Eine Verletzung der Begründungspflicht des § 35 Abs. 1 Satz 2 SGB X liege nicht vor, denn der Beklagte habe die Gründe für seine Entscheidung ausführlich dargelegt. Auch sei der streitgegenständliche Bescheid nicht ermessensfehlerhaft. Die Leistungen des Beklagten stammten aus der Ausgleichsabgabe und damit aus einem begrenzten Sondervermögen. Die Höhe der bewilligten Leistung stehe daher im freien Ermessen der Behörde. Es finde eine regelmäßige Evaluierung der Leistungen statt, bei der auch der allgemeine Rückgang der Einnahmen aus der Ausgleichsabgabe berücksichtigt werde.
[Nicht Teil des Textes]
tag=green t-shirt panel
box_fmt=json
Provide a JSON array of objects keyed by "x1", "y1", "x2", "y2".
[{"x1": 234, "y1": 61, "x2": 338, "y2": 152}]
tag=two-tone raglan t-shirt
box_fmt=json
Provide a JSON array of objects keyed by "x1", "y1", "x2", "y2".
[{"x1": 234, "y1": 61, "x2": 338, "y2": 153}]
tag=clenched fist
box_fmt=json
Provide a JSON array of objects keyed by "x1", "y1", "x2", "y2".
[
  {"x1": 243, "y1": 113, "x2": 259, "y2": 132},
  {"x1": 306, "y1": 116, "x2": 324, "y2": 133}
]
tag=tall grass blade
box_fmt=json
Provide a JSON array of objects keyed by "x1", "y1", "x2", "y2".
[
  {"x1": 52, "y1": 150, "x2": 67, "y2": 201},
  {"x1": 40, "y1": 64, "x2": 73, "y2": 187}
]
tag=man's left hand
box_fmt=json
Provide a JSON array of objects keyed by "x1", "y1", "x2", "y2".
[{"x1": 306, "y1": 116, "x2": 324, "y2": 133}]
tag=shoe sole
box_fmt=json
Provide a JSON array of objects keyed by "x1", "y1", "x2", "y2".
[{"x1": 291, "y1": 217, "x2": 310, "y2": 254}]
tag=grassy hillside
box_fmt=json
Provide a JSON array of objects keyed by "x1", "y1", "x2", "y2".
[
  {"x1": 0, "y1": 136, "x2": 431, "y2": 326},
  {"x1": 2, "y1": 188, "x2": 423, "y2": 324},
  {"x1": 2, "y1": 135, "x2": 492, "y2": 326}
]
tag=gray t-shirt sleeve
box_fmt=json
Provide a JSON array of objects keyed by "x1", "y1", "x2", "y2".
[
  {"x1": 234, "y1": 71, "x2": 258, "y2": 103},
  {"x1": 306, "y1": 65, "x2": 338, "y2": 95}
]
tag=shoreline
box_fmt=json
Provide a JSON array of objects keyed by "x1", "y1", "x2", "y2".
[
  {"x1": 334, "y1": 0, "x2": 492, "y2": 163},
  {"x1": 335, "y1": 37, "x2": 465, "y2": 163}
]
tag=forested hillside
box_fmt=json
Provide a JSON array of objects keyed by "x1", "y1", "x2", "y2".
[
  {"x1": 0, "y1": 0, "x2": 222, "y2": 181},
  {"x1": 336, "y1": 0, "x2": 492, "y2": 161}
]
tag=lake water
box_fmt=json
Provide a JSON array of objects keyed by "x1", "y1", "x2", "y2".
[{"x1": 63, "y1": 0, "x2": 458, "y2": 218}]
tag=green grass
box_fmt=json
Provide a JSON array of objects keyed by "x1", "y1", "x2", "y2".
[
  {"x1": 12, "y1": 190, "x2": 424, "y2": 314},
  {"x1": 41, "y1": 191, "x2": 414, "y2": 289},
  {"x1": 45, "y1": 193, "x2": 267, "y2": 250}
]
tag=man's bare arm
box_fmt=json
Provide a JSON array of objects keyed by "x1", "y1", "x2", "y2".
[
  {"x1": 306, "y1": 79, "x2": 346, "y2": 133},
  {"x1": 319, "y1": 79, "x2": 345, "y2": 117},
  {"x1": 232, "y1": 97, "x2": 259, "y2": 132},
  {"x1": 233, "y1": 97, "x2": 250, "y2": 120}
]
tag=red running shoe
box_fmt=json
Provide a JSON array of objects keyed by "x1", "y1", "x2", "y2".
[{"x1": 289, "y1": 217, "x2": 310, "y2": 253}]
Im vorliegenden Fall sei unter Ausschöpfung des Ermessensspielraums und unter Beachtung aller Besonderheiten des Einzelfalls eine maximale Förderung in Höhe von 1.100,00 Euro gewährt worden. § 27 SchwbAV sei als Zuschussleistung konzipiert. Eine völlige Entlastung des Arbeitgebers sei nicht vorgesehen.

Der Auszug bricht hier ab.